L’après seconde guerre mondiale avait vu se mettre en place le « compromis fordiste ». La dynamique du capital était strictement encadrée et bornée, notamment par l’existence de services publics qui échappaient à la logique de la marchandisation. Les salariés se voyaient reconnaître un certain nombre de droits sociaux et les évolutions salariales se faisaient au même rythme que la productivité.
Le développement de l’entreprise et sa croissance étaient l’objectif principal des dirigeants. Dans cette situation, les directions d’entreprises étaient assez indépendantes par rapport aux actionnaires. Ce modèle « managérial » va prendre fin au milieu des années 1980 avec le passage à un capitalisme financiarisé.

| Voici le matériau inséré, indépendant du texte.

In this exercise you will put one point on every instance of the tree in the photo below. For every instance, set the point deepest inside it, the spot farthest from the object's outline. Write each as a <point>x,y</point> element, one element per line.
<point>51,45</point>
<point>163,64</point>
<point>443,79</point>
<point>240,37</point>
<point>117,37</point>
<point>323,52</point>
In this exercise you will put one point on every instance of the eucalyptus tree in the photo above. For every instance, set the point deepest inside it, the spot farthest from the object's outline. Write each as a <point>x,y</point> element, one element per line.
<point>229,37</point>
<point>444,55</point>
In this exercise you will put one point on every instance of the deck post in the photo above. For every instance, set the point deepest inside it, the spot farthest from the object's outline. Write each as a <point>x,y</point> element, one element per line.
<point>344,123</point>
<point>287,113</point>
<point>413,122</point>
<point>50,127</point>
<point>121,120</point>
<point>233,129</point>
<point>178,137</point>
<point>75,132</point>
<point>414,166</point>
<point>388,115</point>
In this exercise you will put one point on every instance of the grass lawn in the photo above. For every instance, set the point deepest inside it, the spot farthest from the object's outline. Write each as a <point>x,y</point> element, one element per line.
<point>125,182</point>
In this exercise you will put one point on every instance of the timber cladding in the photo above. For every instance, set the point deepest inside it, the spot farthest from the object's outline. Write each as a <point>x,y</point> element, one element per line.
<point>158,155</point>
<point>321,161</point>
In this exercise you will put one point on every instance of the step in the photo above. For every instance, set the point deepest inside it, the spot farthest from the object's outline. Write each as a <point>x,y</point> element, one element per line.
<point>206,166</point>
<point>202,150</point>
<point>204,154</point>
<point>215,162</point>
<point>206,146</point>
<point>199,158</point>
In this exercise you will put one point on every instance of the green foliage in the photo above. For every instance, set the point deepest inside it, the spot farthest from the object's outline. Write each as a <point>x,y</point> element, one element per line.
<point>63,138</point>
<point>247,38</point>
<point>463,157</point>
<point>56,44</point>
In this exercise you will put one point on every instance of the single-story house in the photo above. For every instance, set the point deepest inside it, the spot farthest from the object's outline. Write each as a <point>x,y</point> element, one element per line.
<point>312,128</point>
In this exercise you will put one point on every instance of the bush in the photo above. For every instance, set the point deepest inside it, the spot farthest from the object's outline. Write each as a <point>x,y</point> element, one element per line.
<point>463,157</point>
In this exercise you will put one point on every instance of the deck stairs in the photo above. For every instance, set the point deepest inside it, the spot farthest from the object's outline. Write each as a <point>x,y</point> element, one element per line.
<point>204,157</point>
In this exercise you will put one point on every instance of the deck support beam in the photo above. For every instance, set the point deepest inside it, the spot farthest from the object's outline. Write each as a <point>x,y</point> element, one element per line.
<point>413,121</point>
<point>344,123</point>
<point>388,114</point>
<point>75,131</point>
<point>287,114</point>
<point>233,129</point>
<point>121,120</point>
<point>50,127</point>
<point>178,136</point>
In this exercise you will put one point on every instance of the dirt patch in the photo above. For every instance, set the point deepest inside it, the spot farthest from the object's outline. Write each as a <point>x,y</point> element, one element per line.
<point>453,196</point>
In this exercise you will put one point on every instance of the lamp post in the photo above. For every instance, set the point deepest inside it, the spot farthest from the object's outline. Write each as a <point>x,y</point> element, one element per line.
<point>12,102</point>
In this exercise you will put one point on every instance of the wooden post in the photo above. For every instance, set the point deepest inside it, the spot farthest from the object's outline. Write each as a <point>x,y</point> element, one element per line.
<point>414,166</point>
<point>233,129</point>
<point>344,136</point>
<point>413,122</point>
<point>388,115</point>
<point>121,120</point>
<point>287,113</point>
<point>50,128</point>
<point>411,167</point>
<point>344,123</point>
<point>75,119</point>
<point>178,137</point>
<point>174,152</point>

Celui-ci se caractérise d’abord par la concentration des actions dans les mains de grands investisseurs (fonds de pension, fonds mutuels…). Ainsi aux États-Unis, les investisseurs institutionnels détenaient 60 % des actions en 2006 contre 10 % en 1970. Ces investisseurs ont acquis ainsi un poids considérable et ont pu imposer une nouvelle conception de l’entreprise. La gestion de l’entreprise doit être essentiellement tournée vers « la création de valeur pour l’actionnaire ». Il s’agit à la fois de faire monter le cours de l’action et d’avoir un niveau élevé de dividendes versés.

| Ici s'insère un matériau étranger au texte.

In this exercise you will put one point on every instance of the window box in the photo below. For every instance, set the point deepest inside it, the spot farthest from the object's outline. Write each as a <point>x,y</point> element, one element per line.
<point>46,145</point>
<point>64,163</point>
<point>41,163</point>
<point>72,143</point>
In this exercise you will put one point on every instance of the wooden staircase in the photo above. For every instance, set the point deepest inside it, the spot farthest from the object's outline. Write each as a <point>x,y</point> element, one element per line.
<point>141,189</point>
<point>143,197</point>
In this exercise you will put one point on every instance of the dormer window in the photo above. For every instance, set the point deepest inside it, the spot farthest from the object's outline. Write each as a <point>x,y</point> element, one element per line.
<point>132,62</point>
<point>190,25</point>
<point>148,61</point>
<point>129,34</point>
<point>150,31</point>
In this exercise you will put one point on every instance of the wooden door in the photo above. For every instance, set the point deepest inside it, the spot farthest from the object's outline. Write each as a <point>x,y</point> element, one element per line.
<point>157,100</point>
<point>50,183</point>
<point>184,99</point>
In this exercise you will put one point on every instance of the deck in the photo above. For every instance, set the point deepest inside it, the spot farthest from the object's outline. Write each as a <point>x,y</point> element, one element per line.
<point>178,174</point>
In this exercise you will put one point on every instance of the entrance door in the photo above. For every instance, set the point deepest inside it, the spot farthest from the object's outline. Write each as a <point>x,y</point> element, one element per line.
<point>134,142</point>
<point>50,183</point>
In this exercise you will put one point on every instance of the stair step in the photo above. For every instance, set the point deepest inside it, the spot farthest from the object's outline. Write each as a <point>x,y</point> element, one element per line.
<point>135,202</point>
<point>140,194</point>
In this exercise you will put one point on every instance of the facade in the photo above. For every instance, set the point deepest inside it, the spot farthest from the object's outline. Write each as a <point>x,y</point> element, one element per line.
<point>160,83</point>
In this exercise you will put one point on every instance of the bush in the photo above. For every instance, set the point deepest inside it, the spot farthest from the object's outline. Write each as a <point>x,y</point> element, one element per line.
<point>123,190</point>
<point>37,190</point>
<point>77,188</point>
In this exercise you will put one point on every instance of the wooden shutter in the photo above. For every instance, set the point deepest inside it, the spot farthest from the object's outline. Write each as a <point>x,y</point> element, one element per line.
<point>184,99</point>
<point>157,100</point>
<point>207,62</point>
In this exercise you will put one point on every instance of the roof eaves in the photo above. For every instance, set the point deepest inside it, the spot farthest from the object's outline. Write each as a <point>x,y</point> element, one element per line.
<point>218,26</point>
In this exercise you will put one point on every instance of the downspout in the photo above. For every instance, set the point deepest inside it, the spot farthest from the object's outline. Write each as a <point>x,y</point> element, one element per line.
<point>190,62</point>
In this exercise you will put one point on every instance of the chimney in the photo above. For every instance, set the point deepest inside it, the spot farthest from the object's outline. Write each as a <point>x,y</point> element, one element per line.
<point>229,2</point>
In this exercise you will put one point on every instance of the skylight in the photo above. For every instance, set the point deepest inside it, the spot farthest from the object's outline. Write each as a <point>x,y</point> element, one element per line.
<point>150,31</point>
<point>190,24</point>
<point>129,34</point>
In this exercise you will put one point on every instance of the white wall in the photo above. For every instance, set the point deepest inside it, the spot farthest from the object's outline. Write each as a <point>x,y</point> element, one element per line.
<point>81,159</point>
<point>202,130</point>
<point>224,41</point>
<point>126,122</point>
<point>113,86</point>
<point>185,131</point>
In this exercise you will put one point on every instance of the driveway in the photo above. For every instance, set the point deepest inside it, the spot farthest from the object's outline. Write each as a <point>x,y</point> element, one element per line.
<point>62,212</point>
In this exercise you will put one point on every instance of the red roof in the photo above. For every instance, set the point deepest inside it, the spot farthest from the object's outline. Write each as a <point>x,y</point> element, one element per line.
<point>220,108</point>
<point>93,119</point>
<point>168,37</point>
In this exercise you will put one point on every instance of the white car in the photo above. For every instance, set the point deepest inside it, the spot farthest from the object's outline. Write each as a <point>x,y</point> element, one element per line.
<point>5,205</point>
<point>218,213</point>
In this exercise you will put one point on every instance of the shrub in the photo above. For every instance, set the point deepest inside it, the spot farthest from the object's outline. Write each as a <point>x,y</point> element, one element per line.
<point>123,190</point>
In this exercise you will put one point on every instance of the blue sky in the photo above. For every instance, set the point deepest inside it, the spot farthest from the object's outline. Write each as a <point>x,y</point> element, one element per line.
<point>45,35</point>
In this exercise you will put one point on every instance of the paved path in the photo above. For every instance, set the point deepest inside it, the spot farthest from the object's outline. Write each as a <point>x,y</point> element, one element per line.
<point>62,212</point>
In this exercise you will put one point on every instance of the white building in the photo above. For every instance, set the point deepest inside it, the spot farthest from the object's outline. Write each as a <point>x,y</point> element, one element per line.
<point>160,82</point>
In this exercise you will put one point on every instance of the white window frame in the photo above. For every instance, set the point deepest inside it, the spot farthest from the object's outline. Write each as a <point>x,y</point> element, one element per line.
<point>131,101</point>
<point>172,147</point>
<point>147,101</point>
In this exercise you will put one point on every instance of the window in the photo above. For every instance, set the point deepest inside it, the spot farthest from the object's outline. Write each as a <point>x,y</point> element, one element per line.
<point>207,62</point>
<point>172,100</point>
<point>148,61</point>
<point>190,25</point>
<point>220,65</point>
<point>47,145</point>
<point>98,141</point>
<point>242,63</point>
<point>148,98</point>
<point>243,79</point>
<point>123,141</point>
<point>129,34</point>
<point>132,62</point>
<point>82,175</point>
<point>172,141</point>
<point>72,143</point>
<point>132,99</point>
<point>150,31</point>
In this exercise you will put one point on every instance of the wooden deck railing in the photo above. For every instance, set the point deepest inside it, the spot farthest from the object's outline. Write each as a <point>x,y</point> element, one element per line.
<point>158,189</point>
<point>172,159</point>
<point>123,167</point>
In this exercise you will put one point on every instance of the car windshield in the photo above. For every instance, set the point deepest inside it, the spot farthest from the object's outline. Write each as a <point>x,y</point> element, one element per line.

Ce qui est privilégié c’est la performance du titre boursier et non pas le projet stratégique de l’entreprise. Ces actionnaires exigent ainsi un taux de rentabilité des capitaux propres (ROE, return on equity) très élevé, de l’ordre de 15 %, alors même que la croissance économique est inférieure à 3 %. La croissance des dividendes est faramineuse : ils représentaient 9 % du PIB en 2009 contre 3 % du PIB en 1980. La contrepartie en a été une baisse de la part des salaires dans le PIB, d’environ 9 points par rapport au pic de 1982 et d’environ 6 points par rapport à la moyenne des Trente glorieuses.
Ce nouveau fonctionnement de l’entreprise se traduit par une redéfinition de la mission des managers dont l’objectif unique est d’être au service des actionnaires. Les dirigeants sont attachés au sort des actionnaires par un mode de rémunération qui en fait des actionnaires de l’entreprise (stock-options, bonus lié au cours de Bourse…). C’est aujourd’hui le cas avec France Télécom. Endettée, l’entreprise ne va cependant pas se priver du versement de dividendes à ses actionnaires.

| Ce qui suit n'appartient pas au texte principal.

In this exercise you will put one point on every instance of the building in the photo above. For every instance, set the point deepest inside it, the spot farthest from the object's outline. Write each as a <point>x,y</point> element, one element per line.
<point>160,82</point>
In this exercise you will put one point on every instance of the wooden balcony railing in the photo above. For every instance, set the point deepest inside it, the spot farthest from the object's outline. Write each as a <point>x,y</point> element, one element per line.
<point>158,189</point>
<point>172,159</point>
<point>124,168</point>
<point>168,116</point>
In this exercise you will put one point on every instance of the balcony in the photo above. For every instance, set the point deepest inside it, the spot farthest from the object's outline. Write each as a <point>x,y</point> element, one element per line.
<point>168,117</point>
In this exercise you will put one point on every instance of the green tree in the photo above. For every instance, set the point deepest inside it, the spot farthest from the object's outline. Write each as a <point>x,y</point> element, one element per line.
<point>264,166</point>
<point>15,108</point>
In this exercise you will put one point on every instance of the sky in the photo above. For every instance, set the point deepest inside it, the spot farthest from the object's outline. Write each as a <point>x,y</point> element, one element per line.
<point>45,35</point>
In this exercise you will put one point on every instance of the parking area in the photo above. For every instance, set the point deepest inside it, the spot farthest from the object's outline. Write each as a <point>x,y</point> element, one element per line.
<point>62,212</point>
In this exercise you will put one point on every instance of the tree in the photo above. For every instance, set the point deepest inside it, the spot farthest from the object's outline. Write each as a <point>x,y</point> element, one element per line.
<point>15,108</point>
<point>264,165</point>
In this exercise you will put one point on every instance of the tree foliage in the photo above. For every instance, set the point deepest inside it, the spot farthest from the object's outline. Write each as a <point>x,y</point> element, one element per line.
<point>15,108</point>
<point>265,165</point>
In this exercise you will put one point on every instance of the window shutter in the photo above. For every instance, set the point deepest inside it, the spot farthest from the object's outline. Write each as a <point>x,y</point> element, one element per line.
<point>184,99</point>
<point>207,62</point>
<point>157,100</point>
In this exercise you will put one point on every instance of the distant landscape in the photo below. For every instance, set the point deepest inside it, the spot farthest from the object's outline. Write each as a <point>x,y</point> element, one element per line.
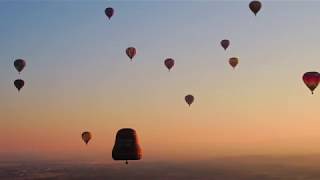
<point>228,168</point>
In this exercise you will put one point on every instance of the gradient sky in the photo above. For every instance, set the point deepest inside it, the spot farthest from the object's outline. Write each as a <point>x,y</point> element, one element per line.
<point>79,78</point>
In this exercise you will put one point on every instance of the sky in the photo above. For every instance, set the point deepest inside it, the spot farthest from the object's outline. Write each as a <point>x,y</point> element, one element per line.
<point>79,78</point>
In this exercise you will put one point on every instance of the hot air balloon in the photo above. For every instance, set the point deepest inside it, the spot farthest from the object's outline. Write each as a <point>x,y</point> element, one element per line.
<point>131,52</point>
<point>109,12</point>
<point>86,136</point>
<point>255,6</point>
<point>225,44</point>
<point>311,79</point>
<point>169,63</point>
<point>19,83</point>
<point>126,146</point>
<point>189,99</point>
<point>233,62</point>
<point>19,64</point>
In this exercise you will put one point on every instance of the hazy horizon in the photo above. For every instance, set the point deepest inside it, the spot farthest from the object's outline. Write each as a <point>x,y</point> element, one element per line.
<point>79,78</point>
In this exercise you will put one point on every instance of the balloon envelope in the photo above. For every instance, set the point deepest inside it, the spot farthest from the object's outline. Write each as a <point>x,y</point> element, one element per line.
<point>225,44</point>
<point>233,62</point>
<point>19,83</point>
<point>86,136</point>
<point>169,63</point>
<point>126,146</point>
<point>311,80</point>
<point>109,12</point>
<point>255,6</point>
<point>189,99</point>
<point>131,52</point>
<point>19,64</point>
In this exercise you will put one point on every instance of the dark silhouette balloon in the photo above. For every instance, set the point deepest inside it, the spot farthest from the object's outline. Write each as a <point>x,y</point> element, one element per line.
<point>19,83</point>
<point>311,79</point>
<point>189,99</point>
<point>86,136</point>
<point>225,44</point>
<point>19,64</point>
<point>233,62</point>
<point>255,6</point>
<point>109,12</point>
<point>169,63</point>
<point>126,146</point>
<point>131,52</point>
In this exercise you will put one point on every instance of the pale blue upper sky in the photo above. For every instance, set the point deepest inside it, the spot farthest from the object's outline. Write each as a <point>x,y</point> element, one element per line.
<point>76,58</point>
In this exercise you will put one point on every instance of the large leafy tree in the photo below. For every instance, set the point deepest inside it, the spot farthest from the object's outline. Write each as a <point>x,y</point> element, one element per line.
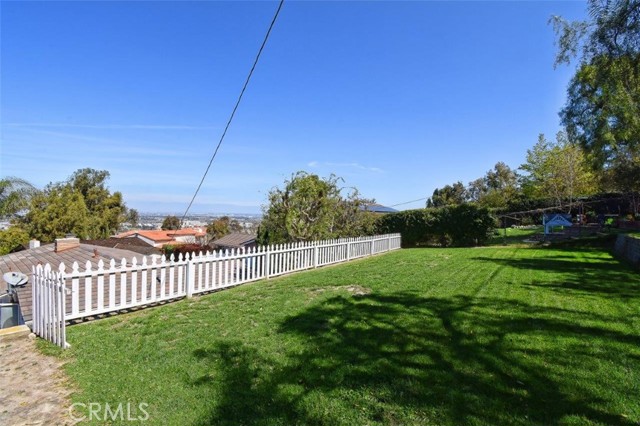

L’entreprise est gérée comme un actif financier qu’il s’agit de faire fructifier au maximum. Ce capitalisme actionnarial, dominé par une logique financière, a été une des causes majeures de la désindustrialisation dans tous les pays développés. La définanciarisation des entreprises est la condition sine qua non pour changer cette situation.